En la otra, a la que este comentarista adhiere, esos efectismos simplemente refuerzan las tendencias instaladas. Es como la polémica interminable, ya bizantina, en torno a la incidencia de lo comunicacional. Sin esperanzas para ponerse de acuerdo, podríamos acercarnos si señalamos que la comunicación desastrosa de un gobierno es un pelotazo en contra; y, a la vez, que ni la más brillante de las comunicaciones puede sustituir de base a una sensación popular negativa.
Al cabo, lo importante es detenerse en que, gane quien gane, desde diciembre no habrá otra alternativa que algún impacto en condiciones de estabilizar al mercado financiero y, más genéricamente, al conjunto de lo económico. Allí, y respecto de allí, ya no se discute si shock o gradualismo. Es cierto que se discute qué tipo de shock.
El Fondo Monetario, que es el ministro de Economía virtual aunque deba reconocérseles a Massa y a su equipo la idoneidad para amortiguar exigencias extremas, acaba de advertir sobre la necesidad de más ajuste bien que en términos cuidados. Pero también demolió los delirios de Milei, sobre una dolarización que “requiere pasos previos importantes y no sustituye una política macroeconómica sólida” (Julie Kozack, vocera del organismo).
Sólo hay un paso entre esa advertencia y la obviedad de para qué se dolarizaría si lo macro es sólido.
De hecho, todas las fuentes acerca del examen dado por Darío Epstein y Juan Nápoli, economistas de Milei enviados a la reunión en Connecticut con ejecutivos de Wall Street, en la mansión de Gerardo Mato, un ex del HSBC, hablan de papelón. Y a Melconian, quien también viajó a Estados Unidos para juntarse con bancos, fondos de inversión y calificadoras de riesgo, le fue parecido.

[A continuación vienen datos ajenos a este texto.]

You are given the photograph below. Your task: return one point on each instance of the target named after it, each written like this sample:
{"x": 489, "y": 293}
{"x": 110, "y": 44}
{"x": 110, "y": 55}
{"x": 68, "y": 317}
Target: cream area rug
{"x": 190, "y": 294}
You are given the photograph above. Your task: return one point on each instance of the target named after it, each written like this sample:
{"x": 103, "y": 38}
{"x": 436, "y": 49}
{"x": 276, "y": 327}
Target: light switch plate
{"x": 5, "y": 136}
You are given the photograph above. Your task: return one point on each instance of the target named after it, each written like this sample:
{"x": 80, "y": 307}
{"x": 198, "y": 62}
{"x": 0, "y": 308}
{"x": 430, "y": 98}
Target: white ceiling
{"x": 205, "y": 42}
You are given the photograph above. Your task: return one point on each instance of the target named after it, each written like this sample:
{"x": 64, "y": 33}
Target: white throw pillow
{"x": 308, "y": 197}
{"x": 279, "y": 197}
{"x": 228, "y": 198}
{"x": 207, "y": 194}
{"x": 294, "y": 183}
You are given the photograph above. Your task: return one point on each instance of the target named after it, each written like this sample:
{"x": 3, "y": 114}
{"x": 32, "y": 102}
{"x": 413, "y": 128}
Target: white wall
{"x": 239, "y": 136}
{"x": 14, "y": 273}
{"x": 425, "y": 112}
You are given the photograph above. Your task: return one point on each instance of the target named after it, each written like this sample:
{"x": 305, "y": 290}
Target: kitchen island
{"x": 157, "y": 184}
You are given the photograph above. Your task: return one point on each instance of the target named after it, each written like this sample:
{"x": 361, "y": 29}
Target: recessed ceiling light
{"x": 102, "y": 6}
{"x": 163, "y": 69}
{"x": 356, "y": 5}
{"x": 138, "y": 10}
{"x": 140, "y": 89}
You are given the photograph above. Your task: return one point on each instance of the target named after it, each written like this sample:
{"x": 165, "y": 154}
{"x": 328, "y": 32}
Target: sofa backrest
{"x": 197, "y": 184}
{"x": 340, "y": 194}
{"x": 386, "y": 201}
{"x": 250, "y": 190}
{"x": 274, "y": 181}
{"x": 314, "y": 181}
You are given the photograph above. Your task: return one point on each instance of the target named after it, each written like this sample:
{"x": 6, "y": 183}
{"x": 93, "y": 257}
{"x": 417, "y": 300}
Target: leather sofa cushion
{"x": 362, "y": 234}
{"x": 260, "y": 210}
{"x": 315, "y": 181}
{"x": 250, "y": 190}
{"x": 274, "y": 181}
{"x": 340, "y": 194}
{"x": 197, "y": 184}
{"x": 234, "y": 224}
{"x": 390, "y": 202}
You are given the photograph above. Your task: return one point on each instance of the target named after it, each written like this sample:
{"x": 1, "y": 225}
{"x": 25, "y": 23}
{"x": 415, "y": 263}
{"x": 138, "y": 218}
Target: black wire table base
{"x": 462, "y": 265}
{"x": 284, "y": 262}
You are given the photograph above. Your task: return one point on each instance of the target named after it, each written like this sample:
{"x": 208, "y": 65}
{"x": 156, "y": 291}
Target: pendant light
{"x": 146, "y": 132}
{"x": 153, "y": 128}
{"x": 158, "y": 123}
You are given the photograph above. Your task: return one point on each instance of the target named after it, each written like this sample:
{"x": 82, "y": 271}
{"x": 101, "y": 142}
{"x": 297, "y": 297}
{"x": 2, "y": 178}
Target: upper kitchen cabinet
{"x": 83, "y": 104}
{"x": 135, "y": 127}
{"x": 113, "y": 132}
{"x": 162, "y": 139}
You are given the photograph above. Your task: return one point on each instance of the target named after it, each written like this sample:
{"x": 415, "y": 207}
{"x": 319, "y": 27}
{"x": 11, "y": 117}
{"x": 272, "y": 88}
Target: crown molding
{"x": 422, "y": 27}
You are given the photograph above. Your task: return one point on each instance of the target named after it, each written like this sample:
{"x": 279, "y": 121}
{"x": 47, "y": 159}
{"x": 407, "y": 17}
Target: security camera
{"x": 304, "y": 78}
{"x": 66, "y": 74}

La última renegociación con el Fondo llega hasta noviembre, alrededor del balotaje. Suele sobreestimarse el papel que ocupa Argentina en el tablero mundial. Es cierto que el país está comprometido hasta límites ¿inconcebibles? por el crédito siniestro tomado por Macri, pero no lo es que el FMI se juega su existencia si no nos “solventa”. En todo caso, Kristalina Georgieva y otros funcionarios perderán su cabeza burocrática.
La pregunta que debería regir es quién garantiza(ría) mejor la administración del sacudón esperable.
Todas las críticas imprescindibles sobre los errores de este Gobierno no quitan que el oficialismo cuenta con los recursos más aptos para saber cómo encarar el drama de corto plazo. E inclusive podría decirse que son datos objetivos, antecediendo a la opinión personal.
Es el Gobierno quien conoce los números reales. Quien tensa con los factores de poder. Quien gestiona las internas del peronismo y de los movimientos sociales. Quien contiene a la influencia emblemática de Cristina. Quien sobrellevó estar a punto de irse en helicóptero, como reconoció Jorge Ferraresi. Quien sabe cómo son los resortes de tripular al Estado sin que se desmadre. Quien podría aterrizar, aun con enormes turbulencias, ese futuro de una macro estabilizada porque, previo a no haber sequía, no habrá doble comando (tema, este último, que requiere de mucha estabilidad por parte del peronismo más emocional).
Claro está: la pregunta que se antepone a quién sería el mejor, o el menos malo, es si la respuesta pasará por lo que es o por la corriente mayoritaria de que no lo sea.
Sin contestación a la vista, no queda otra que observar el decurso de los acontecimientos y, sobre todo, ver si en Unión por la Patria están dispuestos al optimismo de la voluntad.